Cruz also posted threatening comments like "I wanna shoot people with my AR-15″ on multiple websites and posed with guns and knives on his Instagram page, according to CNN.

His behavior at school was more evidence waiting to be discovered. Cruz was pressured to withdraw from Douglas High in 2017 for disciplinary violations, as reported by the Miami Herald. Teachers and students told the Herald that Cruz "cursed at teachers, fought with and threatened classmates, and brought a backpack with bullets to school." Samantha Fuentes, a student injured in the shooting, said her peers would even joke about Cruz becoming the next school shooter.

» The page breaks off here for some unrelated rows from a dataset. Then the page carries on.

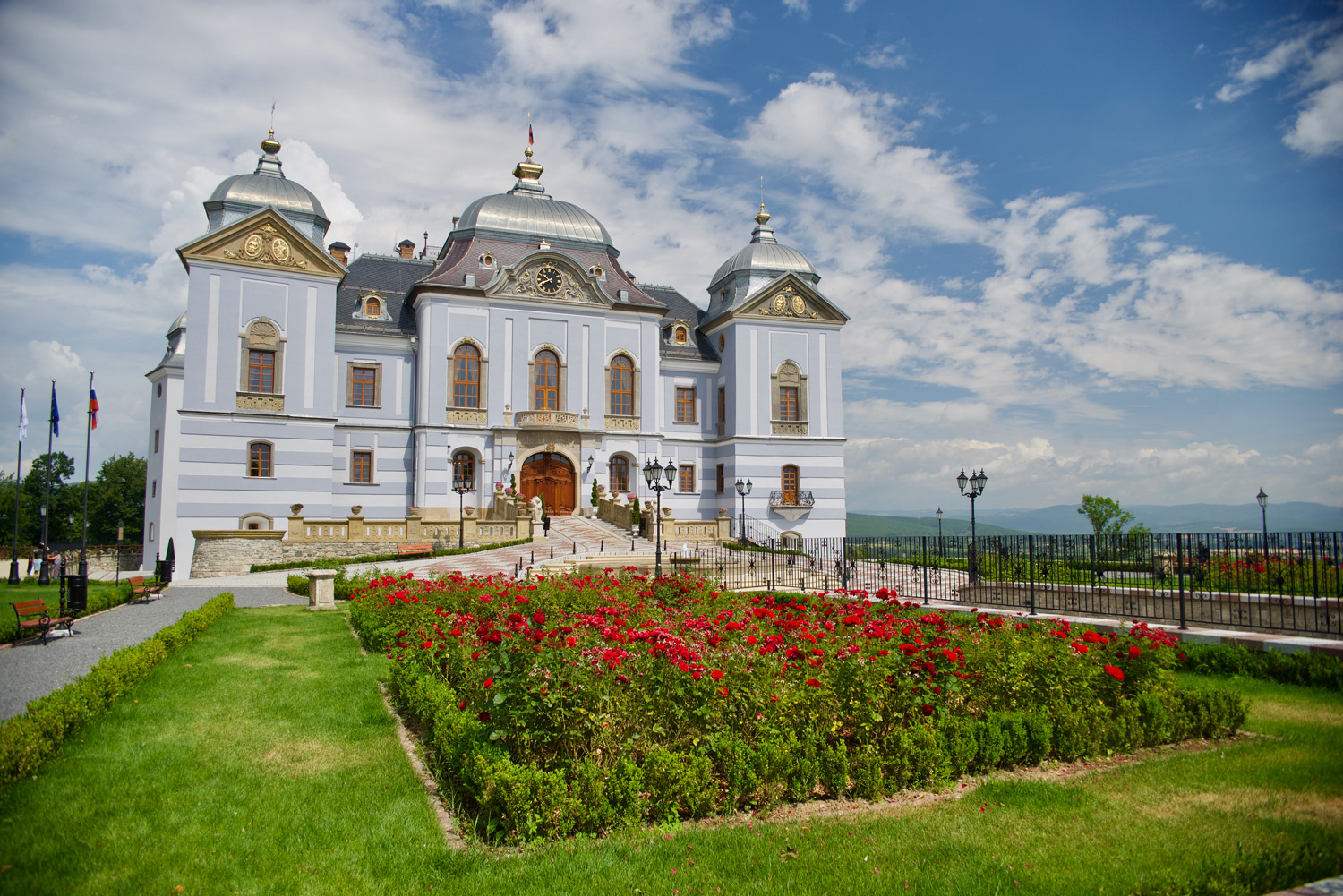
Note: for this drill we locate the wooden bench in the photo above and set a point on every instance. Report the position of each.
(144, 589)
(39, 619)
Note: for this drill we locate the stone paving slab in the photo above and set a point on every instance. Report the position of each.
(32, 670)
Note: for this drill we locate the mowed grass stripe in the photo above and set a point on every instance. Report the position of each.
(258, 759)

Florida's Department of Children and Families also had a thick file on Cruz. Its investigation unearthed that he not only had behavioral struggles, such as cutting his arms on Snapchat, but that he planned to purchase a firearm. Still, without the benefit of all the other information on Cruz, it was determined that his "final level of risk is low."  The Naples Daily News reported that an investigator with the department had previously warned the state of Cruz's intentions to buy a gun after his 18th birthday.

So you'd think that when in February of 2017 Cruz legally bought the AR-15 that eventually he used to kill those 17 students and faculty members, the purchase would have revealed many of these warning signs. But such background checks would only have alerted the clerk at Sunrise Tactical Supply to felony convictions, domestic-violence reports, known drug addictions, and involuntary commitments to a mental institution – not the police responses to Cruz's house, nor his expulsion from school, or his frightening social-media postings. And in the absence of a national gun registry, the purchase itself would not have been a trigger when any subsequent issues with Cruz arose.

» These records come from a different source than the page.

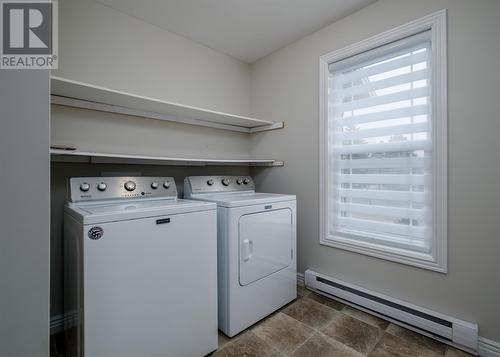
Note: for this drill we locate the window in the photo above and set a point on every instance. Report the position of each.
(383, 145)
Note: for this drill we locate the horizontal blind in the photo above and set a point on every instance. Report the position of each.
(380, 146)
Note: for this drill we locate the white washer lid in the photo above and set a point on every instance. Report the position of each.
(91, 213)
(239, 199)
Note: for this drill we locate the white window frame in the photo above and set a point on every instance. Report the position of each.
(437, 259)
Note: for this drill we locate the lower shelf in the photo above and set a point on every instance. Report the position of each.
(104, 158)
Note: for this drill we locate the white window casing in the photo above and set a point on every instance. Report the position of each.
(383, 167)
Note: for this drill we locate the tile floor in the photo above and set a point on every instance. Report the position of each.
(315, 326)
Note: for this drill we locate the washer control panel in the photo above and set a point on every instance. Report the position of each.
(212, 184)
(109, 188)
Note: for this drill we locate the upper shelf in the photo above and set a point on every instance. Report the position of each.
(76, 94)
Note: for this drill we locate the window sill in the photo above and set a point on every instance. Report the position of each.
(420, 260)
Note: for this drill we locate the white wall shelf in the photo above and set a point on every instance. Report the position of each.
(76, 94)
(106, 158)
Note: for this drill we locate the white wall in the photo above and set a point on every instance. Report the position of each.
(285, 87)
(102, 46)
(24, 212)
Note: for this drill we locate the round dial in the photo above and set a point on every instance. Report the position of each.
(129, 185)
(102, 186)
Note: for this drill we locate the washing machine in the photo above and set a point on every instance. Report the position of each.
(256, 245)
(140, 275)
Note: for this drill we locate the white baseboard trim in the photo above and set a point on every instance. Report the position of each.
(300, 280)
(488, 348)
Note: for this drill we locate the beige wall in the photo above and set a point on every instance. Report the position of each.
(285, 86)
(24, 216)
(101, 46)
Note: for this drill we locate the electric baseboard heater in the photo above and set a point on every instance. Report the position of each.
(449, 330)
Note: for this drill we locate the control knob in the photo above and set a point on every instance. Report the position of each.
(129, 185)
(102, 186)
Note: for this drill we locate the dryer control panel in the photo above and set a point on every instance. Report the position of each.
(213, 184)
(110, 188)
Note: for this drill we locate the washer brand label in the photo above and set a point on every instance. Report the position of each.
(95, 233)
(28, 34)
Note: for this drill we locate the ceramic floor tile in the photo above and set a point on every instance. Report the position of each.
(363, 316)
(454, 352)
(310, 312)
(223, 340)
(417, 339)
(302, 292)
(326, 301)
(393, 346)
(319, 346)
(248, 345)
(353, 333)
(283, 332)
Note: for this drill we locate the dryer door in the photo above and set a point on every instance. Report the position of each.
(265, 240)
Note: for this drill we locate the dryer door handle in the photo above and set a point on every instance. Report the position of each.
(247, 249)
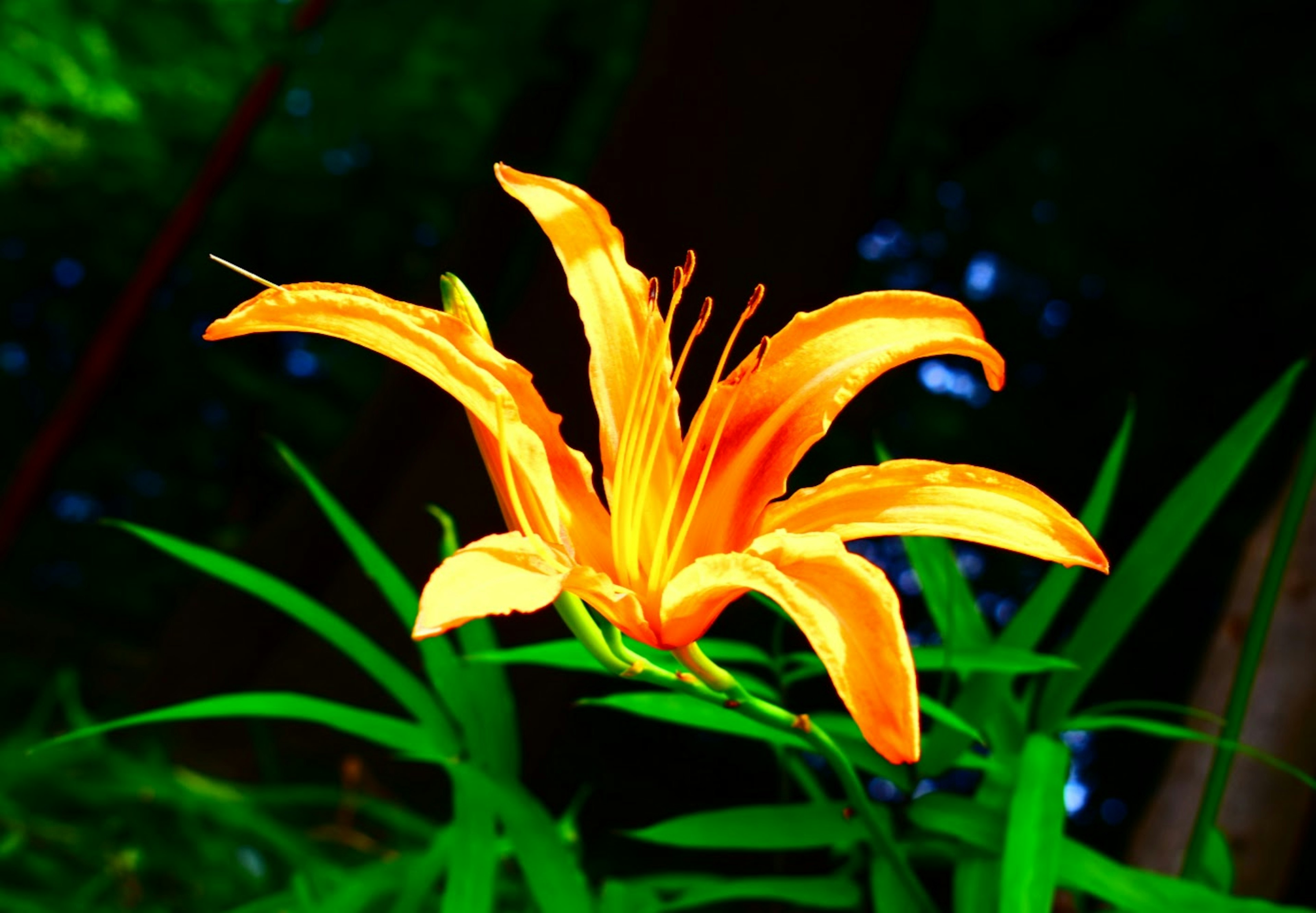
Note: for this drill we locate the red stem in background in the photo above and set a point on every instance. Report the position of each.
(110, 341)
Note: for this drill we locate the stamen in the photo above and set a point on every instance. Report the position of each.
(705, 314)
(673, 554)
(657, 400)
(666, 556)
(244, 273)
(506, 460)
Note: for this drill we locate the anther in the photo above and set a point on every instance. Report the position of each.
(755, 302)
(706, 311)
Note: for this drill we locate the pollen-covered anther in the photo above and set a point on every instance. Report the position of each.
(706, 312)
(755, 301)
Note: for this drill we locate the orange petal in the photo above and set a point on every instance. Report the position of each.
(844, 606)
(495, 575)
(924, 498)
(814, 367)
(547, 472)
(614, 301)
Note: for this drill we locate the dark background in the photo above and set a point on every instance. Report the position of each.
(1120, 191)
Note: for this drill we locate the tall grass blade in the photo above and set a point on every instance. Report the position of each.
(391, 675)
(1035, 828)
(490, 711)
(441, 664)
(1250, 657)
(1157, 550)
(379, 728)
(1034, 619)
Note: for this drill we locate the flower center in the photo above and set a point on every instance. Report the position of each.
(650, 520)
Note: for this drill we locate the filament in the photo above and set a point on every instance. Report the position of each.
(244, 273)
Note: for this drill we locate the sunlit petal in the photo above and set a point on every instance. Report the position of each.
(547, 473)
(847, 610)
(495, 575)
(614, 302)
(813, 369)
(924, 498)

Developing effective data integration that can prevent crime is complex, but technologically possible. One difficulty is determining how certain "triggers" relate to one another. Cruz's social-media postings, for example, might not emerge on the FBI's radar until the system recognizes their correlation with the state's previous assessment of his mental health. A report from the University of Applied Sciences in Kiel, Germany, expressed confidence in an approach called Generic Data Modeling that accounts for those relationships. Researchers indicated that the method can "develop flexible data models that scale with the agile requirements for crime fighting," making it possible to "integrate data from different heterogeneous sources easily."

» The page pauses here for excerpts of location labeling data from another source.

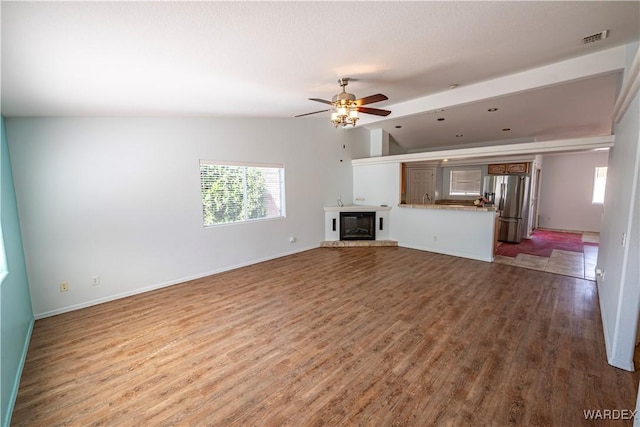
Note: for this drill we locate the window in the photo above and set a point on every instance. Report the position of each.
(599, 184)
(237, 192)
(465, 182)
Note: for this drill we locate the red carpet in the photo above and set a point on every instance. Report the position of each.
(542, 242)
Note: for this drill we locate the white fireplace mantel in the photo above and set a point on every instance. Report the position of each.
(332, 220)
(357, 208)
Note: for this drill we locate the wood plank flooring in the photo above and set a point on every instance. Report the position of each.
(332, 337)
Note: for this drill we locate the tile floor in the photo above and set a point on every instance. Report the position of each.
(567, 263)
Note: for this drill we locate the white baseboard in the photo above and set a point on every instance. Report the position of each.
(163, 285)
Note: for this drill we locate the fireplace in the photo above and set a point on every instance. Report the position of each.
(357, 226)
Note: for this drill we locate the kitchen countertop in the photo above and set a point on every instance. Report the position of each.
(449, 207)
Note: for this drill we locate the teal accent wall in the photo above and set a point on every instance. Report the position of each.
(16, 314)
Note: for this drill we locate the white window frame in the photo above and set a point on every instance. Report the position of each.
(278, 190)
(599, 185)
(468, 179)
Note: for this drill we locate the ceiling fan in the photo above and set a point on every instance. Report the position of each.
(346, 107)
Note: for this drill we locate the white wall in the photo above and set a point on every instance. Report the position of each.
(619, 288)
(566, 189)
(120, 199)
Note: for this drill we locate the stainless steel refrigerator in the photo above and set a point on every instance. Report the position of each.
(511, 197)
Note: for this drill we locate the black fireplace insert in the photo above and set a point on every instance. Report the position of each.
(357, 226)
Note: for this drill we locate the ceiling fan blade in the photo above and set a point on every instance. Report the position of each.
(321, 100)
(375, 111)
(371, 99)
(315, 112)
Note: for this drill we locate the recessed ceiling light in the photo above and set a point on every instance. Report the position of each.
(595, 37)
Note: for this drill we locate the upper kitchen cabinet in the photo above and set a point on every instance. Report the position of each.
(507, 168)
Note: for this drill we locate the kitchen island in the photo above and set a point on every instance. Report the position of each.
(459, 230)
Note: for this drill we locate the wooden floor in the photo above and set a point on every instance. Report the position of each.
(348, 336)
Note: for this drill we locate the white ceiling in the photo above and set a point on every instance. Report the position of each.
(264, 59)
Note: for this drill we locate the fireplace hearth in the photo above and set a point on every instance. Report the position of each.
(357, 226)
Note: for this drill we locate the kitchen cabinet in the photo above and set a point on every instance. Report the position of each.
(507, 168)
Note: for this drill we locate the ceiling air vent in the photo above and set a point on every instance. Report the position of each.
(595, 37)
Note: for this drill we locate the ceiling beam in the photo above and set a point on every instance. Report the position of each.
(599, 63)
(526, 148)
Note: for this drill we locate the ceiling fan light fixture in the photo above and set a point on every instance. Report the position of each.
(345, 106)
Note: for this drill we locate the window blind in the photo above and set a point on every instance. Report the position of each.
(240, 192)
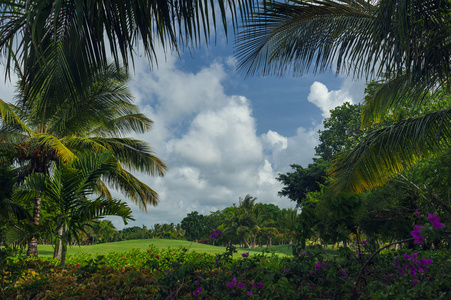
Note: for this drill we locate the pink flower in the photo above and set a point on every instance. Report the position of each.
(417, 235)
(198, 291)
(435, 221)
(232, 284)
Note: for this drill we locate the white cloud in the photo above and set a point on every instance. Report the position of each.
(325, 100)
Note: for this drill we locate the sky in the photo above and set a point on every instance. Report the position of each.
(222, 135)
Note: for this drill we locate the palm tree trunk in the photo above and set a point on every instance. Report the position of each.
(33, 243)
(58, 243)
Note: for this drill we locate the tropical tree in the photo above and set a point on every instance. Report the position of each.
(404, 43)
(194, 225)
(10, 211)
(58, 125)
(36, 33)
(68, 188)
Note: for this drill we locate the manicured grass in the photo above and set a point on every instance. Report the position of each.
(125, 246)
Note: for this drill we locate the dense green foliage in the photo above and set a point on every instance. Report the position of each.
(168, 273)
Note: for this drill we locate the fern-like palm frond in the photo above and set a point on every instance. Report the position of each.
(386, 152)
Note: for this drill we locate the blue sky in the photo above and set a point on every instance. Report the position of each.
(222, 135)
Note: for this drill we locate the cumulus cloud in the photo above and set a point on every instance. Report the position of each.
(325, 100)
(209, 140)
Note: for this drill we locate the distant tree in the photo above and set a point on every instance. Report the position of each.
(299, 183)
(341, 131)
(68, 188)
(194, 225)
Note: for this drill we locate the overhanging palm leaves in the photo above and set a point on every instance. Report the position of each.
(35, 34)
(389, 150)
(68, 189)
(52, 129)
(406, 41)
(59, 124)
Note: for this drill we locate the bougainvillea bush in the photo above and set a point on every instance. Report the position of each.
(179, 274)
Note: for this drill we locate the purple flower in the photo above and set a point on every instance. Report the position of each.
(198, 291)
(417, 235)
(435, 221)
(424, 261)
(232, 284)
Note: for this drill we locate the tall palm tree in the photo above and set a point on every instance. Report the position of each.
(68, 188)
(405, 43)
(33, 32)
(59, 124)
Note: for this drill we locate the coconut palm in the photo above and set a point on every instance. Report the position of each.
(68, 188)
(33, 33)
(59, 124)
(404, 43)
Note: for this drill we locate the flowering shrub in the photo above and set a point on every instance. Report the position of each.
(178, 273)
(189, 275)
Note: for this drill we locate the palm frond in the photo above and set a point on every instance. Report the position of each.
(10, 117)
(132, 188)
(138, 123)
(284, 36)
(94, 26)
(386, 152)
(134, 154)
(390, 37)
(395, 97)
(55, 144)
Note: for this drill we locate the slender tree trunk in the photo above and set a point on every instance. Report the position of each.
(63, 254)
(33, 243)
(58, 243)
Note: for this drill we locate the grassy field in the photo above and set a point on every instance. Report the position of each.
(125, 246)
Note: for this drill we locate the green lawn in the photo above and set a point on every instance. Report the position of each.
(125, 246)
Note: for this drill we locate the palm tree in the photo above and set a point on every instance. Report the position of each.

Data management might raise the hackles of civil libertarians.  But Harvard Law professor and constitutional scholar Laurence Tribe told me we should be able to satisfy those concerns: "None of the data points you're talking about involve anything terribly private. The fact that he was doing target practice and shooting cats in the neighborhood and squirrels was hardly a private matter. The fact that he posted his desire to be a professional school shooter, he was exposing that to the world. He was essentially crying out, 'Somebody stop me!' And it is unfortunate, unfortunate puts it mildly, that the dots were not adequately connected. We shouldn't underestimate the magnitude of the task the FBI has. They get hundreds and thousands of leads, some of which may be at least as alarming as this but don't end up in school shootings. But, I do think we can do better than we've done."

Catching Cruz should have been a keystroke away.  He was not living off the grid like Ted Kaczynski.  His name was in multiple files, able to be cross-tabbed. So while the politicians dither in Second Amendment debate, it's time for us to work smarter, not just harder.